Archive image of shadow Brexit secretary Sir Keir Starmer (left) alongside then Labour Party leader Jeremy Corbyn during a press conference in central London. Sir Keir Starmer has been elected as the next leader of the Labour Party, beating rivals Rebecca Long-Bailey and Lisa Nandy after the first round of voting. PA Media

By Harriet Line, PA Deputy Political Editor

Sir Keir Starmer has won the leadership of the Labour Party by a landslide, taking 56% of the votes cast.

The human rights lawyer beat rivals Rebecca Long-Bailey and Lisa Nandy after the first round of counting.

It marks a significant change of direction for the party, with a move away from the politics of Jeremy Corbyn and Ed Miliband who led Labour over the last decade.

His victory came after the planned special conference to unveil the winner had to be shelved because of the coronavirus crisis.

Angela Rayner won the deputy leadership race by 52.6% of the vote.

Sir Keir, who was named after Labour’s first parliamentary leader Keir Hardie, said his election was the “honour and privilege of my life”.

In an acceptance speech posted on social media, he said his mission is to restore trust in Labour as “a force for good and a force for change”.

He also apologised for anti-Semitism in the party which has brought “grief” to Jewish communities.

Sir Keir – who was made Queen’s Counsel in 2002, served as head of the Crown Prosecution Service and accepted a knighthood in 2014 – has struggled to shake off perceptions of privilege.

But he has stressed his upbringing by his toolmaker father and nurse mother in Southwark, south London, when dismissing allegations he is too middle class to speak to the party’s historic heartlands.

His CV includes co-founding the renowned Doughty Street Chambers and advising the Policing Board to ensure the Police Service of Northern Ireland complied with human rights laws.

He entered Parliament as the MP for Holborn and St Pancras in 2015 and was quickly elevated to the frontbench, serving as a shadow Home Office minister before being promoted to shadow Brexit secretary soon after the EU referendum in 2016.

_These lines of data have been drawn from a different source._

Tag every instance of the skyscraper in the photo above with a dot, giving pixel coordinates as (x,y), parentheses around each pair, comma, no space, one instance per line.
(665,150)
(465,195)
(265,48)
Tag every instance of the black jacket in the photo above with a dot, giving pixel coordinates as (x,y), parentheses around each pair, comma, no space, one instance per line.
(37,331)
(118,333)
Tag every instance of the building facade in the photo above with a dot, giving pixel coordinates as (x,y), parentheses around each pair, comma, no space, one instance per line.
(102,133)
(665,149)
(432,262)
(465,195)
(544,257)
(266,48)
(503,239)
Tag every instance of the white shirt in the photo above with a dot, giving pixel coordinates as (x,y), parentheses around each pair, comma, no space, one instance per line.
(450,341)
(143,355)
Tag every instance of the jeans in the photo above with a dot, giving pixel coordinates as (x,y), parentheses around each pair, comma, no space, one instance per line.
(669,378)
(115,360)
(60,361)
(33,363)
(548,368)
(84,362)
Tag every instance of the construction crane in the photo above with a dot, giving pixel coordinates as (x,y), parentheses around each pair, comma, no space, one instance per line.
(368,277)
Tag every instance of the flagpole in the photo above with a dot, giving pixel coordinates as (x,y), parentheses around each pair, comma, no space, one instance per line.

Sir Keir was instrumental in getting Labour to back a second referendum. He has since said that the issue is settled, but has refused to rule out campaigning for Britain to return to the EU in the long term.

During the leadership race he pledged to raise income tax for the top 5% of earners, to campaign for EU freedom of movement to continue and to push for “common ownership” of public services such as mail, rail and energy.

He has also vowed to introduce a Prevention of Military Intervention Act if he becomes PM to ensure Britain could only go to war if the Commons agreed.

The contest was triggered in December when Jeremy Corbyn announced that he would quit as Labour leader after the party suffered its worst general election defeat since 1935.

He presided over years of faction fighting, accusations of institutional anti-Semitism and bitter divisions over Brexit.

Ballot papers were sent out in late February to party members, members of affiliated trades unions and groups, and 14,700 “registered supporters” who paid £25 to take part on a one-off basis. Voting closed on Thursday.

Sir Keir led the race from the start, winning the backing of 89 members of the parliamentary party in the first round of the contest, before securing the support of more than a dozen affiliated organisations in the second stage.

Veteran left-winger Mr Corbyn became party leader in 2015, a result which marked a fundamental change of direction for Labour.

He led the party through two general election defeats, the last of which saw seats which had been Labour for generations turned blue as the party’s hitherto impregnable “red wall” crumbled in the face of the Tory advance.

Sir Keir will have to find a way to rebuild Labour support in its traditional heartlands, but his first major challenge will be to establish a clear voice on the coronavirus crisis.